I don't know if this is the right section to ask but here it goes anyway. 

I tried to set up a business facebook, however when I get to the last part of sign up it send me to log in if I have an existing account. Now when setting up the account I use my business name & e-mail and different password. I know it says that you are not allowed more than one account, I don't intend to use this one as a personal account strictly for networking, any help would be appreciated. Thanks -Joe-


----------



## snowman6 (Nov 15, 2009)

I also do this and sign in with the same user name and password from my personal account. You still have two " different accounts". Like for example I log on to my personal one but in the little box up top I type my business profile name and then I can post and manage my business one through my personal one. Hope this helps.:waving:


----------



## DJ Contracting (Dec 16, 2003)

snowman6;1133580 said:


> I also do this and sign in with the same user name and password from my personal account. You still have two " different accounts". Like for example I log on to my personal one but in the little box up top I type my business profile name and then I can post and manage my business one through my personal one. Hope this helps.:waving:


Nope not following here


----------



## snowman6 (Nov 15, 2009)

If you have a current facebook profile that you log into and post stuff or whatever the login I.D and password that you use would be the only one you would need. So you would log in like normal then there is a little whit box up top for a friend search etc so you would type your business name and the page would come up once you set up your business account with the same info of course. Or the second option is start an "alias" email to use to sign in and do it that way I know hot mail and yahoo are both free email accounts.


----------



## DJ Contracting (Dec 16, 2003)

That's just it I can't seem to set up my business account to even friend my business.


----------



## Tubby's Snow Plowing (Dec 13, 2009)

Use your personal account and just add a page for your business. Easy.


----------



## rocklizrd (Nov 5, 2010)

DJ, I feel your pain. My son went through it with his biz and then I went through it. At first it is very confusing. When you create a biz account it is linked to your personal account. Just go through that process like it tells you. When you are set up and on your main page go to your "accounts" tab. When it pulls down you will see "manage pages", click on that and you can get to your page. Personal accounts can accumulate friends, biz accounts just accumulate likes.

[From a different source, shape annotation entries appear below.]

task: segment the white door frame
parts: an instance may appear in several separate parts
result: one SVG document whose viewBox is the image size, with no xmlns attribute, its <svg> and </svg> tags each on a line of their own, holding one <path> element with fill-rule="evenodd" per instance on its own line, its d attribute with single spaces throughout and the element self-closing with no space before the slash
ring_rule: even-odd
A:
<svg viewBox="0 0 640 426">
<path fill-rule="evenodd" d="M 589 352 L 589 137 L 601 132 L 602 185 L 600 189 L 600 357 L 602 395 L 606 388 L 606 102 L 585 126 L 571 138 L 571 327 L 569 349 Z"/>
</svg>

I ended up setting up a separate account and don't want to go through the hassle of having everyone go to another page so I will leave as is and shhhhhhh as to the second account.

Hope this helps


----------



## MattL (Oct 22, 2010)

Hi DJ, if your still having trouble doing this, I can walk you through it via Skype (if you have it.)


----------



## White Gardens (Oct 29, 2008)

Like stated above, just do one through your personal account.

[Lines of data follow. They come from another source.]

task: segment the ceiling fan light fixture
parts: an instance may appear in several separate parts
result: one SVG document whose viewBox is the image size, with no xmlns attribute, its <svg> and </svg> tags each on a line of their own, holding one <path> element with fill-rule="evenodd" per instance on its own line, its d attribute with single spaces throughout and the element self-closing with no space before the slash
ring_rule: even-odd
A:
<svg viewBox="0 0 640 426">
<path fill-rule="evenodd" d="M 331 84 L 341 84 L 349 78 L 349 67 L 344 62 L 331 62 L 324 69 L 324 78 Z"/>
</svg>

All you have to look for is the " Create A Page " link and the rest is self explanatory.


----------



## DJ Contracting (Dec 16, 2003)

I don't want to create a page from my personal account, I want a business account.


----------



## DJ Contracting (Dec 16, 2003)

MattL;1136834 said:


> Hi DJ, if your still having trouble doing this, I can walk you through it via Skype (if you have it.)

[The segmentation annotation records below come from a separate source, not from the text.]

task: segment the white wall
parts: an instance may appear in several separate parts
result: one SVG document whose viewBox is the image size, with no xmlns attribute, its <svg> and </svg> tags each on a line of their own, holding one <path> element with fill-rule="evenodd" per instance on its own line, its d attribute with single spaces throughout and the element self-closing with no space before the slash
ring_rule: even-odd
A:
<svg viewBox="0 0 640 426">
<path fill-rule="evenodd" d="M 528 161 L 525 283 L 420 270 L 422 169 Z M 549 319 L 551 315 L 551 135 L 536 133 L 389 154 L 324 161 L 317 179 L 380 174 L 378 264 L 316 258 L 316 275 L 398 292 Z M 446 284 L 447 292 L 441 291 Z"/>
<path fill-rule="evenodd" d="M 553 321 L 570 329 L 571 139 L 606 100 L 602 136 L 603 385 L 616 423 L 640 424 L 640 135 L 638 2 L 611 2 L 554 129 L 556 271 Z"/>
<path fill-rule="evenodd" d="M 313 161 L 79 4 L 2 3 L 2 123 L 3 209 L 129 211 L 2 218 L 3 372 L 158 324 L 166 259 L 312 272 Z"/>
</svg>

I do have a Skype account I'll see If I can put it in my profile.


----------



## White Gardens (Oct 29, 2008)

DJ Contracting;1136938 said:


> I don't want to create a page from my personal account, I want a business account.


That is exactly what it is, a business page. Click on my FB link below and you'll see. I'm in there as a fan and Administrator, but my biz logo is what is the profile pic for the page.

You can make anyone who is a FB member an Administrator from there also.

Once you go through your account and click create page, it will ask you what kind of page it is, such as,

Business Page
Web Page
Product
etc.....


----------